İSLÂM ÂLİMLERİ VE NASÎHATLERİ
Allahü teâlâ, Âdem aleyhisselâmdan beri insanları ebedî saâdete kavuşturmak için peygamberler göndermiştir. Peygamberler, insanları kurtuluşa dâvet etmiş, doğru olan yolu bütün sıkıntı ve eziyetlere rağmen bıkmadan, yılmadan anlatmışlardır. Aynı zamanda peygamberlere tam tâbi olan, Allahü teâlânın sevgisi ile dolu, mânevî sırlar sâhibi velî zâtlar da her devirde bulunmuş ve insanların din ve dünyâ saâdetine ulaşmaları için çalışmışlardır. Sultanlar, pâdişâhlar doğruyu onlarla bulmaya çalışmışlar, mânevî sultanın onlar olduğunu görmüşler, onların nasîhatleri ile devlete, millete ve insanlığa faydalı olmaya çalışmışlardır. Târih boyunca insanlığa huzurlu devirler yaşatmış olan Emevîler, Abbâsîler, Selçuklular, Gazneliler, Bâbürlüler, Osmanlılar ve daha birçok İslâm devletlerinin sultanları hep bu büyüklerin rehberliğinde hizmete devâm etmişler, yeri gelince atlarının arkalarından gitmişler, bâzan onlarla berâber savaşlara katılmışlardır.
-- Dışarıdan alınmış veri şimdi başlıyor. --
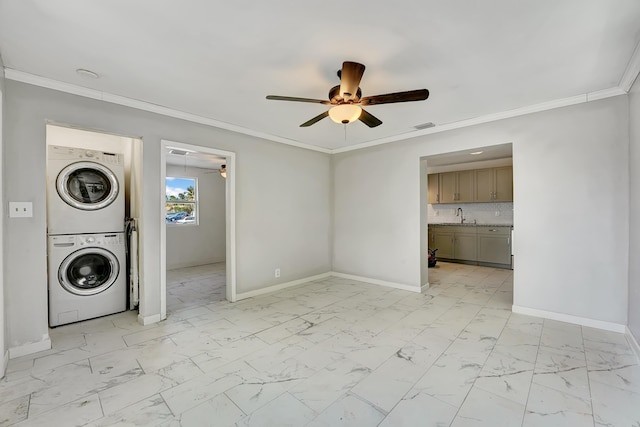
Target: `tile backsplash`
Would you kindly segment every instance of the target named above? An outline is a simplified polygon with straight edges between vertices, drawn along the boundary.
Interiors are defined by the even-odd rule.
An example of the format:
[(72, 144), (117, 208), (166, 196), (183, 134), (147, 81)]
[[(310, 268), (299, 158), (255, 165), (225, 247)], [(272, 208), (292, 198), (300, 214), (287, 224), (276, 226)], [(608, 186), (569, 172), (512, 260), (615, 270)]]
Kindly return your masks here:
[(505, 203), (451, 203), (427, 205), (427, 222), (429, 224), (460, 223), (456, 216), (458, 208), (462, 208), (465, 223), (513, 225), (513, 202)]

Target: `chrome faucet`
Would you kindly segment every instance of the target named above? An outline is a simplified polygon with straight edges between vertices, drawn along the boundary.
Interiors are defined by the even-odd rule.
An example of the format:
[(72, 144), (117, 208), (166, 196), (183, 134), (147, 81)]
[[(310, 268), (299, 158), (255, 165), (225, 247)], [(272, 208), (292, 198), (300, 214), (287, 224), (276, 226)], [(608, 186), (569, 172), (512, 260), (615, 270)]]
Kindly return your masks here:
[(460, 224), (464, 224), (464, 216), (462, 216), (462, 208), (458, 208), (456, 211), (456, 216), (460, 217)]

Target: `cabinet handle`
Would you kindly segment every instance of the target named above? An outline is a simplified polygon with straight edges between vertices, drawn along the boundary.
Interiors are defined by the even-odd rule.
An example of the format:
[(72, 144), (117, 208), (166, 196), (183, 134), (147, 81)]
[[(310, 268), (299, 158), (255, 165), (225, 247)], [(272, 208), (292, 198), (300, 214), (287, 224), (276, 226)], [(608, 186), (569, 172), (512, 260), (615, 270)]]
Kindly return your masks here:
[(507, 237), (507, 245), (511, 242), (511, 237)]
[(495, 228), (492, 228), (492, 229), (491, 229), (491, 230), (489, 230), (489, 231), (498, 231), (498, 230), (496, 230)]

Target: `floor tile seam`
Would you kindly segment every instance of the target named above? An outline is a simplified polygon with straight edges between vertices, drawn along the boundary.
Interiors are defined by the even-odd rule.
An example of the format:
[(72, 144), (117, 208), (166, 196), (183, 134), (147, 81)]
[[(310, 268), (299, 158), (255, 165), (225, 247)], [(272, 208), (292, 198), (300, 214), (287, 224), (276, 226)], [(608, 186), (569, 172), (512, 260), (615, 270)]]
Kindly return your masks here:
[[(538, 364), (538, 356), (540, 355), (540, 343), (542, 342), (542, 333), (544, 331), (544, 321), (540, 326), (540, 336), (538, 337), (538, 351), (536, 351), (536, 360), (533, 362), (534, 366), (534, 375), (535, 375), (535, 366)], [(529, 398), (531, 397), (531, 387), (533, 386), (533, 375), (531, 375), (531, 380), (529, 380), (529, 389), (527, 390), (527, 398), (524, 403), (524, 414), (522, 414), (522, 422), (521, 426), (524, 426), (524, 419), (527, 414), (527, 408), (529, 407)]]
[[(607, 386), (607, 387), (610, 387), (610, 388), (614, 388), (614, 389), (616, 389), (618, 391), (621, 391), (623, 393), (631, 393), (631, 394), (634, 394), (634, 395), (637, 395), (638, 397), (640, 397), (640, 388), (638, 388), (638, 390), (629, 390), (628, 388), (618, 387), (618, 386), (612, 385), (612, 384), (604, 382), (604, 381), (598, 381), (597, 379), (593, 379), (592, 380), (591, 378), (589, 378), (589, 386), (591, 386), (591, 383), (604, 385), (604, 386)], [(593, 400), (598, 401), (598, 399), (593, 399), (593, 397), (591, 398), (591, 400), (592, 401)]]
[[(365, 377), (365, 378), (366, 378), (366, 377)], [(353, 387), (351, 387), (351, 389), (349, 389), (346, 393), (344, 393), (344, 394), (343, 394), (342, 396), (340, 396), (340, 397), (343, 397), (343, 396), (353, 396), (353, 397), (355, 397), (356, 399), (358, 399), (358, 400), (360, 400), (360, 401), (362, 401), (362, 402), (366, 403), (367, 405), (371, 406), (371, 407), (372, 407), (372, 408), (374, 408), (376, 411), (378, 411), (378, 412), (380, 412), (382, 415), (384, 415), (384, 418), (383, 418), (380, 422), (384, 421), (384, 419), (385, 419), (385, 418), (387, 418), (387, 416), (388, 416), (391, 412), (393, 412), (393, 410), (395, 409), (395, 407), (396, 407), (396, 406), (398, 406), (398, 404), (399, 404), (400, 402), (402, 402), (402, 400), (404, 399), (404, 397), (400, 398), (400, 400), (398, 400), (398, 401), (396, 402), (396, 404), (395, 404), (395, 405), (393, 405), (393, 408), (391, 408), (389, 411), (386, 411), (386, 410), (382, 409), (381, 407), (379, 407), (378, 405), (376, 405), (375, 403), (371, 402), (369, 399), (367, 399), (367, 398), (365, 398), (365, 397), (361, 396), (360, 394), (358, 394), (358, 392), (353, 391), (353, 388), (354, 388), (356, 385), (358, 385), (358, 384), (359, 384), (359, 382), (358, 382), (357, 384), (355, 384)], [(406, 395), (406, 393), (405, 393), (405, 395)]]
[(580, 326), (580, 338), (582, 339), (582, 349), (584, 350), (584, 363), (585, 363), (585, 370), (587, 371), (587, 386), (588, 386), (588, 390), (589, 390), (589, 407), (591, 408), (591, 420), (593, 421), (593, 425), (596, 424), (596, 417), (595, 417), (595, 411), (593, 408), (593, 394), (591, 392), (591, 378), (589, 376), (589, 370), (588, 370), (588, 361), (587, 361), (587, 350), (585, 348), (584, 345), (584, 326)]

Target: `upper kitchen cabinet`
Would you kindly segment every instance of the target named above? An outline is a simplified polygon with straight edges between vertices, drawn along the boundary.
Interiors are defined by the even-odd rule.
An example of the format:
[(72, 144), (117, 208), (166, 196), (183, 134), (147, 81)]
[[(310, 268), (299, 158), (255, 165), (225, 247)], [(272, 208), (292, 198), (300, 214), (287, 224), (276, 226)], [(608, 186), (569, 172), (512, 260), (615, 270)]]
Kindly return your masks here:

Onlar, duâ ordularının kumandanları ve dertlerin mânevî tabibleridir..
Bu îtibârla İslâm dünyâsında eskiden beri başta sevgili Peygamberimiz ve Eshâbı olmak üzere bütün velîlerin kabirleri ziyâret edilmiş, rûhâniyetlerinden istifâde edilmiş, herkes onları vesîle ederek, Allahü teâlâya yalvarmış, duâlarının kabûlü için niyâzda bulunmuştur. Evliyâ-yı kirâm, Allahü teâlânın ve Peygamberinin (aleyhisselâm) emir ve yasaklarını öğreterek, insanların dünyâ ve âhiret saâdetine kavuşmaları için uğraşmışlardır.